Portugal conta com mais de 380 empresas ligadas à indústria da Defesa, embora, na sua grande maioria, esse seja apenas mais uma das áreas de negócio em que operam. São as chamadas indústrias de duplo uso, que tanto podem servir o mundo militar, como as necessidades civis.
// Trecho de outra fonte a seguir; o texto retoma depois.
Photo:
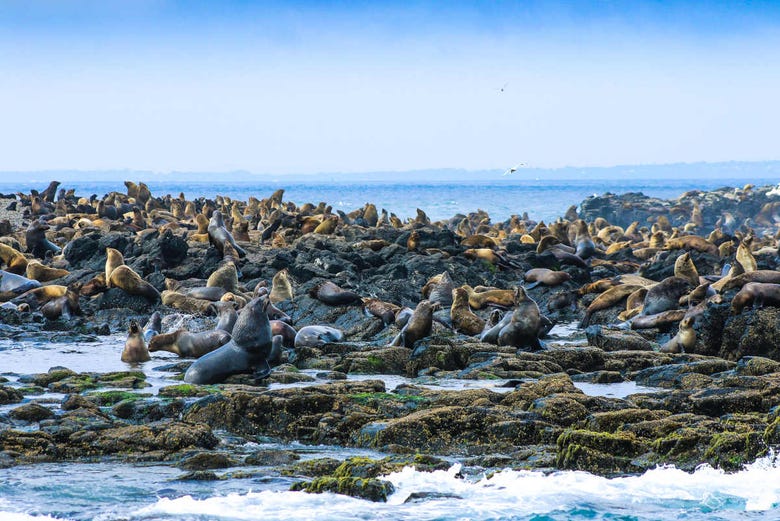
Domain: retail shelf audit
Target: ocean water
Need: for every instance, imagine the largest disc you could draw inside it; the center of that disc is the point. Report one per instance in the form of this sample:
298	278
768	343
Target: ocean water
108	491
542	199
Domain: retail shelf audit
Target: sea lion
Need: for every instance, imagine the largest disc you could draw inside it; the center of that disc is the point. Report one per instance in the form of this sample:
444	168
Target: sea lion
135	348
36	240
438	289
380	309
463	319
153	326
686	269
759	293
124	278
65	306
226	315
249	348
189	345
665	295
658	319
545	276
37	271
14	260
419	325
520	328
16	284
316	336
684	340
281	288
607	299
331	294
218	234
284	330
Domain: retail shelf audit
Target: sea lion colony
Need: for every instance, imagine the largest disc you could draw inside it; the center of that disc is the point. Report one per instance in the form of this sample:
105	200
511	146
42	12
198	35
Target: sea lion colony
505	283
Entidades com uma produtividade “bastante superior” à do conjunto das empresas nacionais, pelo facto de investirem muito em investigação, desenvolvimento e inovação, o que permite que sejam uma “alavanca para o crescimento e desenvolvimento da economia nacional, dada a característica e duplo uso que os produtos e serviços têm”, refere Catarina Nunes, vogal da EuroDefense Portugal.

Para esta responsável, as oportunidades que surgem no desenvolvimento de Tecnologias Disruptivas – como Espaço, Big Data, Inteligência Artificial, Autonomia, Cyber, Quantum, Biotecnologia e Novos Materiais –, que implicam muita I&D e Inovação, podem ser uma aposta para as empresas nacionais.

Catarina Nunes lembra que há já empresas nacionais “reconhecidas internacionalmente e que trabalham com grandes construtores” e dá os exemplos da OGMA na manutenção e desenvolvimento na aeronáutica, da EID nas comunicações terrestres e marítimas, do CEiiA na investigação e desenvolvimento ou da Thales Portugal, nos Sistemas e da Tekever nos drones, entre outros. Mas há que “intensificar” estes bons exemplos, admite.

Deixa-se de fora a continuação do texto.